The differences between countries are stark, too, as there are only nine chemicals banned from use in products in the United States, compared with over 1,100 banned by the European Union, which requires chemicals to be tested for safety before use, under its REACH legislation.

A scene in “The Plastic Detox” outlines items made with plastic | Photo from The Plastic Detox/Netflix

A little positivity

“The Plastic Detox” ends on a hopeful note. They quote a current “material revolution” as designers are rethinking materials from the ground up.

Dior has used Bananatex, a natural, biodegradable canvas made from abacá banana plant fibers, largely grown in the Philippines. A company called Sway is developing seaweed-based packaging designed to fully disappear in compost. Green chemistry is a growing field, and researchers are working on non-toxic, non-petroleum-based polymers.

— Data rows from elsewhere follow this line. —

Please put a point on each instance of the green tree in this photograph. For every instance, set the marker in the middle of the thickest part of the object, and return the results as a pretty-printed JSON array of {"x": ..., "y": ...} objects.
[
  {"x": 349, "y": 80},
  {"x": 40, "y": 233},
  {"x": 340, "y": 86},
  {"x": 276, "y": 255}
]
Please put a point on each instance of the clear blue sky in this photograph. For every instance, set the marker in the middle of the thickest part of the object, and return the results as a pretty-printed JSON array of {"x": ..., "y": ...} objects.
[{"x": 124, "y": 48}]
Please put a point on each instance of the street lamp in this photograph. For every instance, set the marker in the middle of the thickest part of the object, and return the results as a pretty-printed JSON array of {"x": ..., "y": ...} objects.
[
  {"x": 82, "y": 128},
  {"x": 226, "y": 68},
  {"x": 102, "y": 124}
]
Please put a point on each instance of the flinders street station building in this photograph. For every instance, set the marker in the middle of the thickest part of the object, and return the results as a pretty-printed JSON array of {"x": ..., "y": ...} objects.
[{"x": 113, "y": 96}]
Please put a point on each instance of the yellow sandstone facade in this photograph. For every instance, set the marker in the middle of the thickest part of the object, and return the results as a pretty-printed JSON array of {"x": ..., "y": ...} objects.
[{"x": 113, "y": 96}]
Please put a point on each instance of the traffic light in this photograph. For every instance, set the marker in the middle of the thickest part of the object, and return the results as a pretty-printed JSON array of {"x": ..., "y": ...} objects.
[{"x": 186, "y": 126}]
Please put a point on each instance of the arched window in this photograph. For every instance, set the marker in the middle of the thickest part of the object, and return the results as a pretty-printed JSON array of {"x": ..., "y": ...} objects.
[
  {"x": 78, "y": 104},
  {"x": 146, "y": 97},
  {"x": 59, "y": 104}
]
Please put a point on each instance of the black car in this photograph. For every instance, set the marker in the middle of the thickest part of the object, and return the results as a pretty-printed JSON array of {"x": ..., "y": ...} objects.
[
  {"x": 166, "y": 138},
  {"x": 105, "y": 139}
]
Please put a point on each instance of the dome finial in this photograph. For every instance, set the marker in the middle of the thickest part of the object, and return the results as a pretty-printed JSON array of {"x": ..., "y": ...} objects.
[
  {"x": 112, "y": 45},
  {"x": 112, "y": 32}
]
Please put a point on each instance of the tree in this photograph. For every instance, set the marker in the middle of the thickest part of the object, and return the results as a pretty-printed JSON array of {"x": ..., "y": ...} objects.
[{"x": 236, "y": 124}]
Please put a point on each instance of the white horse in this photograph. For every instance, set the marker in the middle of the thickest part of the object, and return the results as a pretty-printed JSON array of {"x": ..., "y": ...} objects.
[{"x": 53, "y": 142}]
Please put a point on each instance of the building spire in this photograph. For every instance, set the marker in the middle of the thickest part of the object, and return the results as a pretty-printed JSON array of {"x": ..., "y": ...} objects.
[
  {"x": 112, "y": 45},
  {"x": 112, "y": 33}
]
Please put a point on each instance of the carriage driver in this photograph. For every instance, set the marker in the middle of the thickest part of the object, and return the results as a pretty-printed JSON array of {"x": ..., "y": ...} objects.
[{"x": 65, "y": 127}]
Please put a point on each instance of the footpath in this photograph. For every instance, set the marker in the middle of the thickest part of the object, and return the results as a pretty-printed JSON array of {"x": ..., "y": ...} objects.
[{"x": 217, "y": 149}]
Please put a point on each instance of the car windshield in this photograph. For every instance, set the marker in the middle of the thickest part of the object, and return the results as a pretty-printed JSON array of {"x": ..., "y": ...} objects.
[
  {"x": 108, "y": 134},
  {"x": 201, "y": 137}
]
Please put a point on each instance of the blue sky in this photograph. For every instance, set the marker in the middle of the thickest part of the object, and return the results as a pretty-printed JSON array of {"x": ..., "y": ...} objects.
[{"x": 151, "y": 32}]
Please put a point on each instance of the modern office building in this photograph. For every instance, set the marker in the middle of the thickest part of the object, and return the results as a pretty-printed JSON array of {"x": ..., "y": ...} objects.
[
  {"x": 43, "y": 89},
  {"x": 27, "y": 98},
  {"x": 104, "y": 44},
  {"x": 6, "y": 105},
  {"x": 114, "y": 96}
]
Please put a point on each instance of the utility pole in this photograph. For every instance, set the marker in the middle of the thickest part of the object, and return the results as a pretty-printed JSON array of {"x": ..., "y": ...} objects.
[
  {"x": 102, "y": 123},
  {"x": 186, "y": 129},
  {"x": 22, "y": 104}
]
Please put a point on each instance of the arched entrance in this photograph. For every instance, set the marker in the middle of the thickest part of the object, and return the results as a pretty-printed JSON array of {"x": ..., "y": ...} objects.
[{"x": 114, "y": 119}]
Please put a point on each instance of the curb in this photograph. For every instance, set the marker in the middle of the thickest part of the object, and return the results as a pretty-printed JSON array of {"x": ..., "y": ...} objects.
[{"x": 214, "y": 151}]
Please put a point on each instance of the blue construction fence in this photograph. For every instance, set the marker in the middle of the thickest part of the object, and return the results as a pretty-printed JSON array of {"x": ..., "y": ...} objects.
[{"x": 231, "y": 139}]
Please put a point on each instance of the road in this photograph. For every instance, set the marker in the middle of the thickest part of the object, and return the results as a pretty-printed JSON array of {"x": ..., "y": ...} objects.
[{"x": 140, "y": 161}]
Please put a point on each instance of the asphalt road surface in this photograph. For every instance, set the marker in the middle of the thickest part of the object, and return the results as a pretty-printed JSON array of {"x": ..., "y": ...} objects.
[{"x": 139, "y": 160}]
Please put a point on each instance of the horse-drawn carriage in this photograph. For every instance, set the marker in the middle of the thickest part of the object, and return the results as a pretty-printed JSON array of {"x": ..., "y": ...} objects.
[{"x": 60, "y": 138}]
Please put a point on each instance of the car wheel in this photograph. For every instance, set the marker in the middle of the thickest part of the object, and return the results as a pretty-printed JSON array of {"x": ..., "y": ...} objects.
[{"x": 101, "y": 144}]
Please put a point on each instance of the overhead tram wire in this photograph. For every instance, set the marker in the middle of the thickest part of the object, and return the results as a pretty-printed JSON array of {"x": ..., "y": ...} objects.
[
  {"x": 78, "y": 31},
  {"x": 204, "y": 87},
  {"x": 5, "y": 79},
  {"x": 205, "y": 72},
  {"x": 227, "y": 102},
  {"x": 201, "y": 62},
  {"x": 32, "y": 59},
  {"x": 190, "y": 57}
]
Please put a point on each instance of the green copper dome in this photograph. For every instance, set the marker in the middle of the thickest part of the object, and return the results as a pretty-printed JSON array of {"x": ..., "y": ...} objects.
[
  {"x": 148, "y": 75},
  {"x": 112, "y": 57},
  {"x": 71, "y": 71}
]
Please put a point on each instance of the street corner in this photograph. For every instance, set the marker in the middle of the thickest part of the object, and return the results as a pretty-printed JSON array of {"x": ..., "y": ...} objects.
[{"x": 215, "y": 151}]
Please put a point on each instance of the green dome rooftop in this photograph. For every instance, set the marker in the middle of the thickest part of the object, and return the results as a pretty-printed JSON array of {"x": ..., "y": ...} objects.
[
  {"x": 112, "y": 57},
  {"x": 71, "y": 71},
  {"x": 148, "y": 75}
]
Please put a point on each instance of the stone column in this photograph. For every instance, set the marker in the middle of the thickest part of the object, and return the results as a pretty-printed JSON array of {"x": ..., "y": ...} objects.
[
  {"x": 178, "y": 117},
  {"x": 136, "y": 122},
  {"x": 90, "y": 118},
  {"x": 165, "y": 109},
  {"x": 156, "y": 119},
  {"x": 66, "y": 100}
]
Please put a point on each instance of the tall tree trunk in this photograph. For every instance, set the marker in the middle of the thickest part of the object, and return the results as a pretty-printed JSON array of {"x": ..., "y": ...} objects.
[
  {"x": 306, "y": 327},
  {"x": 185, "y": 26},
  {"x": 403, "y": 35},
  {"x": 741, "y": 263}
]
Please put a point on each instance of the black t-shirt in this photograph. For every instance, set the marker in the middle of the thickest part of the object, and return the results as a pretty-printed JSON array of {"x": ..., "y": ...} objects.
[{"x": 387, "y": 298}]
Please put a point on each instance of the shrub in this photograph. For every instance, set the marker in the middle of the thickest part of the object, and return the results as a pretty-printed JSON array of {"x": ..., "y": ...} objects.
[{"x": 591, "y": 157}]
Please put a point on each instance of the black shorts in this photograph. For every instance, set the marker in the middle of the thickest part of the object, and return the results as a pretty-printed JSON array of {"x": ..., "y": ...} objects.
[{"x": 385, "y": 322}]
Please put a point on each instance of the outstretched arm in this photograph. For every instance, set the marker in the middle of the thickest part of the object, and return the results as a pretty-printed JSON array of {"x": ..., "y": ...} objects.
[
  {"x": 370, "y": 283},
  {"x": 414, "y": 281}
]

So now that we’ve heard we’re full of microplastics, what the hell are we supposed to do?

The 90-day experiment itself is helpful as a personal guide outside of the clinical trial. You don’t have to overhaul everything, but just be more practical. Think of it as a long-term investment.

Avoid heavily packaged food, swap synthetic textiles for natural ones, ditch fragrances or detergents with heavy chemicals, and clear your kitchen of plastic cutting boards, utensils, and the like. All these shifts could produce differences in chemical exposure levels.

Now that we’re finally asking what plastic is doing to us, it’s much too late to pretend it’s not happening. But rather than freak out and get fatalistic, we can start making concrete changes. And at the end of it all, just keep hoping for the best.